Model Providers

Supported Providers

Provider	API Type	Default Port	Flag
Ollama	Native `/api/chat`	11434	`--provider ollama`
llama.cpp	OpenAI `/v1/chat/completions`	8080	`--provider llama-cpp`
vLLM	OpenAI `/v1/chat/completions`	8000	`--provider vllm`
LM Studio	OpenAI `/v1/chat/completions`	1234	`--provider lm-studio`
Anthropic Claude	Messages `/v1/messages`	N/A (remote)	`--provider anthropic`
Custom	Any (configurable via `driver`)	Any	`"type": "custom"` in models.json

The OpenAI-compatible provider has been verified against Groq, Together, and DeepSeek in addition to the servers listed above. Any service implementing /v1/chat/completions should work.

Provider Routing

AgentZero tries providers in priority order:

Local providers always attempted first
Remote providers only used if classification allows
Automatic fallback when primary is unavailable
Retry with backoff on transient failures

Classification-Based Routing

Classification	Local	Remote
Public	Allowed	Allowed
Internal	Allowed	Policy check
Private	Allowed	Requires redaction
PII	Allowed	Redacted then allowed
Secret	Allowed	Denied
Credential	Allowed	Denied
Unknown	Allowed	Denied

Custom Server URL

az chat --provider llama-cpp --url http://gpu-box:8080

models.json Configuration

Providers are configured in .agentzero/models.json. The ProviderRouter loads this file at startup and instantiates providers dynamically.

{
  "providers": [
    {
      "name": "ollama-local",
      "provider_type": "ollama",
      "base_url": "http://localhost:11434",
      "default_model": "llama3.2",
      "is_local": true
    },
    {
      "name": "lm-studio",
      "provider_type": "openai-compatible",
      "base_url": "http://localhost:1234",
      "default_model": "gemma-4-12b",
      "is_local": true
    },
    {
      "name": "remote-vllm",
      "provider_type": "openai-compatible",
      "base_url": "https://gpu-box.internal:8000",
      "default_model": "meta-llama/Llama-3.2-70B",
      "is_local": false,
      "api_key": "vault://vllm/api-key"
    },
    {
      "name": "claude",
      "provider_type": "anthropic",
      "base_url": "https://api.anthropic.com",
      "default_model": "claude-sonnet-4-20250514",
      "is_local": false,
      "api_key": "vault://anthropic/api-key"
    }
  ],
  "default_provider": "ollama-local"
}

See the Model Configuration guide for the full schema and examples.

Custom Providers

The custom provider type lets you add any compatible endpoint via models.json without code changes.

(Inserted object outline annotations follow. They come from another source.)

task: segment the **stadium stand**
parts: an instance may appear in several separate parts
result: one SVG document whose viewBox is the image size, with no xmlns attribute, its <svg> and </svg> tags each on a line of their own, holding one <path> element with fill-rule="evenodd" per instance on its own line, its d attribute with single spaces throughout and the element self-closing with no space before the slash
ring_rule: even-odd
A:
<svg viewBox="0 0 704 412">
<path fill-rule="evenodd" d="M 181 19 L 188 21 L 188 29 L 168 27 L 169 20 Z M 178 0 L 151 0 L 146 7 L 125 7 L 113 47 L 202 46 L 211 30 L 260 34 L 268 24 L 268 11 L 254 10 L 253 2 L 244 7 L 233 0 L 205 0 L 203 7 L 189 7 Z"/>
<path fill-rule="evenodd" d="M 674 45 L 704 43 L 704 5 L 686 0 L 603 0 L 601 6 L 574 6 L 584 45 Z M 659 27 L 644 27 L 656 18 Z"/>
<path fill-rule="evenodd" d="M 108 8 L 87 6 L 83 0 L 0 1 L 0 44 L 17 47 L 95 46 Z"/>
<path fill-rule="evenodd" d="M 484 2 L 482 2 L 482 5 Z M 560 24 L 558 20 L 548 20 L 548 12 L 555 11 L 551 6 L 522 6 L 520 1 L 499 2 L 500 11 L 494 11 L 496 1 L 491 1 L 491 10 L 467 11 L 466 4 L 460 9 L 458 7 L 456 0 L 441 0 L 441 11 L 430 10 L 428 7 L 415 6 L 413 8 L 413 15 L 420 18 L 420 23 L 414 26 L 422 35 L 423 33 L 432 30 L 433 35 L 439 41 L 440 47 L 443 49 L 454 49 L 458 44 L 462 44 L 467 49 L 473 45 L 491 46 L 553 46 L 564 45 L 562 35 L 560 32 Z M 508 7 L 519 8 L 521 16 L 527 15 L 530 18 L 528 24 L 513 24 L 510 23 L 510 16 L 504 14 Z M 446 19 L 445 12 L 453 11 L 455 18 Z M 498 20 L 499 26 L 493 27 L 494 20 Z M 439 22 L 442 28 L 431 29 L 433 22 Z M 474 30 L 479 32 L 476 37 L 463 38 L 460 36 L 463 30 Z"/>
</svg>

Set the driver field to select which client implementation to use:

Driver	Protocol	Use For
`openai-compatible` (default)	`/v1/chat/completions`	Together AI, Groq, Fireworks, DeepSeek, any OpenAI-compatible API
`ollama`	`/api/chat`	Self-hosted Ollama instances on custom ports
`anthropic`	`/v1/messages`	Anthropic-compatible endpoints

Example — adding Together AI with no code changes:

{
  "providers": [
    {
      "name": "together-ai",
      "type": "custom",
      "driver": "openai-compatible",
      "url": "https://api.together.xyz/v1",
      "default_model": "meta-llama/Llama-3-70b",
      "is_local": false,
      "api_key": "vault:together/key"
    }
  ]
}

If driver is omitted, it defaults to openai-compatible.

ModelProvider Trait

All providers implement the ModelProvider trait:

#[async_trait]
pub trait ModelProvider: Send + Sync {
    async fn chat_with_tools(
        &self,
        messages: &[ChatMessage],
        tools: &[ToolDef],
    ) -> Result<ChatResponse>;

    async fn chat_streaming(
        &self,
        messages: &[ChatMessage],
        tools: &[ToolDef],
        tx: mpsc::Sender<StreamEvent>,
    ) -> Result<()>;

    async fn health_check(&self) -> Result<bool>;
    fn model_name(&self) -> &str;
}

OllamaProvider, OpenAICompatProvider, and AnthropicProvider all implement this trait. For standard OpenAI-compatible endpoints, use "type": "custom" in models.json — no code changes needed. For providers with non-standard APIs, implement the ModelProvider trait in Rust.

Dynamic Loading

ProviderRouter::from_config() reads models.json and instantiates the correct provider for each entry:

let config = ModelsConfig::load(".agentzero/models.json")?;
let router = ProviderRouter::from_config(&config)?;

// Router tries providers in priority order with fallback
let response = router.chat_with_tools(&messages, &tools).await?;

Settings Defaults

Configure in .agentzero/settings.toml:

[general]
default_provider = "ollama"
default_model = "llama3.2"

These are used when CLI flags are at their defaults.